George Dodd e Steve Van Toller hanno tracciato una "mappa delle fragranze" che va da un estremo floreale/femminile all'estremo opposto non-floreale/maschile. In questa transizione si passa da un lato per le percezioni di naturale, fresco e sportivo, e dall'altro lato per inebriante, caldo, sontuoso. Entro queste coordinate si collocano le centinaia di profumi offerte dal mercato. Vale la pena di notare che i profumi classici occupano una zona centrale, lontana da ogni eccesso: è lì che troviamo, per esempio, Chanel N° 5.
Ma se per i produttori e i chimici che li assistono i profumi non hanno misteri, le cose vanno ben diversamente per il consumatore. Anche le donne e gli uomini più consapevoli, quando entrano in una profumeria diventano incerti: provano una essenza dopo l'altra, oscillano tra giudizi opposti, faticano a individuare il giusto cocktail tra l'odore naturale della loro pelle e la molecola da aggiungervi. In questo dissolversi anche delle personalità più spiccate di fronte alla scelta di un profumo si misurano due fattori in contrasto tra di loro: quanto, istintivamente, sentiamo ancora l'importanza dei messaggi odorosi, e quanto, tuttavia, ci siamo allontanati dal linguaggio di questi messaggi.
Considerando l'intreccio profondo e sottile tra percezioni olfattive e psicologia, gli esperti di marketing Mensing e Beck hanno elaborato un test basato su "rose di colori" tra le quali il cliente è invitato a scegliere. "Guardare le combinazioni di colori, spiegano Mensing e Beck, "suscita un certo tipo di sensazioni e lo stato emotivo individuale è decisivo ai fini della scelta di un profumo. Ne consegue la possibilità di determinare questa scelta avvalendosi del test dei colori, che aiuta a individuare sia i bisogni emozionali sia quelli razionali e indica anche le marche associate a ogni colore o alla categoria cui appartiene la personalità."
Pare che con questo sistema sia possibile prevedere con una probabilità dell'80 per cento le fragranze preferite, mentre la probabilità di individuare in anticipo le fragranze da scartare sarebbe addirittura del 90 per cento.
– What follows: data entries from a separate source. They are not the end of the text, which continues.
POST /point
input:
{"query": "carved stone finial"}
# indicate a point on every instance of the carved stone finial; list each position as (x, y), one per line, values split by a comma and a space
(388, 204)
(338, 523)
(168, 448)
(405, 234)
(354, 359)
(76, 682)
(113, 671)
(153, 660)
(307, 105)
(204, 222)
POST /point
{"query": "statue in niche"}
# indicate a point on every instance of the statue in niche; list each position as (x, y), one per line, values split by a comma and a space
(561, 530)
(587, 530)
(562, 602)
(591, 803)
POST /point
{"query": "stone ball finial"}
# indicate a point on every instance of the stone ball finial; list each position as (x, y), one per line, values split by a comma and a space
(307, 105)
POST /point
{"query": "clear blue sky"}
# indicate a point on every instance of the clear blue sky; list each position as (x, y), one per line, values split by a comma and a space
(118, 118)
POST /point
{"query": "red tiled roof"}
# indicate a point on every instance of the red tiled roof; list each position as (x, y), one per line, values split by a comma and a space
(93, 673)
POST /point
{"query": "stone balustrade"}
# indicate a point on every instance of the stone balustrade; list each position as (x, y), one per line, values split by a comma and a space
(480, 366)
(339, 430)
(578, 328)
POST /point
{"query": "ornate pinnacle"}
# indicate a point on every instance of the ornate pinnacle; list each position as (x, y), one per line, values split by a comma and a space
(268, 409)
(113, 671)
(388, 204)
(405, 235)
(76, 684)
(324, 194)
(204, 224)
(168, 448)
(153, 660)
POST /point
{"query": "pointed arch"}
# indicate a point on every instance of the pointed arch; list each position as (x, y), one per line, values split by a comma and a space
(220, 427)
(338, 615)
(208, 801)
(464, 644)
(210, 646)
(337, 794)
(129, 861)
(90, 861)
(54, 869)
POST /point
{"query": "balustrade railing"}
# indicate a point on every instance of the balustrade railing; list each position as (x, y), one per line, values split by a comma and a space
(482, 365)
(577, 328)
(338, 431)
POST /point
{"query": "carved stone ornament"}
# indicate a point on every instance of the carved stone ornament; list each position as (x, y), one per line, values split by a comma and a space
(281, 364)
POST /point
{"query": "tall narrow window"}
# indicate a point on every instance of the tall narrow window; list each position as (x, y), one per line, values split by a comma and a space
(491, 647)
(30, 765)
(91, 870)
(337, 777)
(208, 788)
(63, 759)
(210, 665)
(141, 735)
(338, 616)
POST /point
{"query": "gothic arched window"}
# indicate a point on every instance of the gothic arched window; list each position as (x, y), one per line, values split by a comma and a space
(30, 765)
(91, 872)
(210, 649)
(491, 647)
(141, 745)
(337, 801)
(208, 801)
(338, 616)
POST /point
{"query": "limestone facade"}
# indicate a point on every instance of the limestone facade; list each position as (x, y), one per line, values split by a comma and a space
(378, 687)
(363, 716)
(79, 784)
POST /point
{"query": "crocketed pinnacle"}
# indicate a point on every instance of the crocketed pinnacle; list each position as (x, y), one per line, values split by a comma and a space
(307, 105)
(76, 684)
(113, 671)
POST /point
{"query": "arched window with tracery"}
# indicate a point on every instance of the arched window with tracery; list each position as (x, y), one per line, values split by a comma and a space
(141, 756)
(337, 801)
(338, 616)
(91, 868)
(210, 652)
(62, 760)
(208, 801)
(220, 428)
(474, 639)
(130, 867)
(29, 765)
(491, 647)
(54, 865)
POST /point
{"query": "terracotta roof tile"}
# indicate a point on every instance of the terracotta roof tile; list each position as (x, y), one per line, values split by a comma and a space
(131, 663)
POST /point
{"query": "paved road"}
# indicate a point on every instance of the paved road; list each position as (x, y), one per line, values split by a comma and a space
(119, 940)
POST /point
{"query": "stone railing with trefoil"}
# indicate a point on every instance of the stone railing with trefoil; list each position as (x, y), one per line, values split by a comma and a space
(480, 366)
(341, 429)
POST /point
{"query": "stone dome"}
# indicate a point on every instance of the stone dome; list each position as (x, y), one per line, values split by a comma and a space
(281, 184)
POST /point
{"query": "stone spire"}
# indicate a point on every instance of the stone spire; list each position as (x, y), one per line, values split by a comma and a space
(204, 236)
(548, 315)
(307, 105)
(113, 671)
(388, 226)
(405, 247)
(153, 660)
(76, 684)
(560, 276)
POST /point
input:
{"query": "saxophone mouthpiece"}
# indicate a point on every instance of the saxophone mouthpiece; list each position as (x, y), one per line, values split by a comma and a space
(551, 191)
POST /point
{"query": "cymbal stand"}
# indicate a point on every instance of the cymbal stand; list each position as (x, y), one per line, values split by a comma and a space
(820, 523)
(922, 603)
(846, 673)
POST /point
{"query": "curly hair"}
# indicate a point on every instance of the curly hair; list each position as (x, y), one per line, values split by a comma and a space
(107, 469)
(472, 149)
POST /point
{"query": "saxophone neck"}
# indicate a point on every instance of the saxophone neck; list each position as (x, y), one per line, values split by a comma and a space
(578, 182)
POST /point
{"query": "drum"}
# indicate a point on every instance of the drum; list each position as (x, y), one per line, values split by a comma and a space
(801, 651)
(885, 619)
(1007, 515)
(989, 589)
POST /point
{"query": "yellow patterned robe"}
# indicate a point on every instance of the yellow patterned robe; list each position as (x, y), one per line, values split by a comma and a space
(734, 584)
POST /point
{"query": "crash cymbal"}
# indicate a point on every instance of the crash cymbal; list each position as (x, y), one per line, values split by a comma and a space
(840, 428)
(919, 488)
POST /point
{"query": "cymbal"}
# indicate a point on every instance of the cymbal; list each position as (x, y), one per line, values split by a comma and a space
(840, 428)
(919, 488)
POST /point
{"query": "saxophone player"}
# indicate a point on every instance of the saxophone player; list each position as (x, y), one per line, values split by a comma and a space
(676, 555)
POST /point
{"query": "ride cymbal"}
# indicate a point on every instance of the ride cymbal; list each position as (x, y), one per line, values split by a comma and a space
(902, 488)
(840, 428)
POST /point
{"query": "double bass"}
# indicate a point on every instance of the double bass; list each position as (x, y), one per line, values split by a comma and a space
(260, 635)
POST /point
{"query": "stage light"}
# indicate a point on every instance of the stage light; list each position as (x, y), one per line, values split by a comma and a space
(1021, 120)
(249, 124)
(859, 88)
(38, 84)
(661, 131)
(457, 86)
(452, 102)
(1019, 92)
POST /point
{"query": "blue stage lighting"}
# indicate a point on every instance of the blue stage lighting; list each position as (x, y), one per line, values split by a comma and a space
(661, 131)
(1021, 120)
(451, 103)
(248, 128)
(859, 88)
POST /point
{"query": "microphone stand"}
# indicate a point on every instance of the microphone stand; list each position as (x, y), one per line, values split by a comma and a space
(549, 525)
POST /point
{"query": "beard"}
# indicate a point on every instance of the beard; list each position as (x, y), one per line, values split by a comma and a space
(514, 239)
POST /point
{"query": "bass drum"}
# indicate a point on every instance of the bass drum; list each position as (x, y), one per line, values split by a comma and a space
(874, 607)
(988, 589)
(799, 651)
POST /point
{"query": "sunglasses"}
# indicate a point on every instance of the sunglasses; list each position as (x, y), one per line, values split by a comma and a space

Il test, comunque, non conduce ancora direttamente alla marca: Mensing e Beck consigliano di offrire al cliente uno spettro di almeno tre profumi affini, in modo che ognuno possa sintonizzare ancora meglio la fragranza scelta con i propri connotati socio-biografici e le variabili del clima.
Insomma, il profumo tende a diventare sempre più qualcosa di strettamente individuale, proprio come quegli odori del corpo che la società moderna cerca di cancellare. Un po' perché è esclusivo il suo modo di reagire con ogni singola pelle, e un po' perché i progressi della chimica portano in questa direzione. Il profumo del futuro avrà una formula personalizzata. Non solo sarà perfettamente calibrato sulle nostre reazioni allergiche, ma nella sua unicità lancerà un messaggio inconfondibile: io sono io.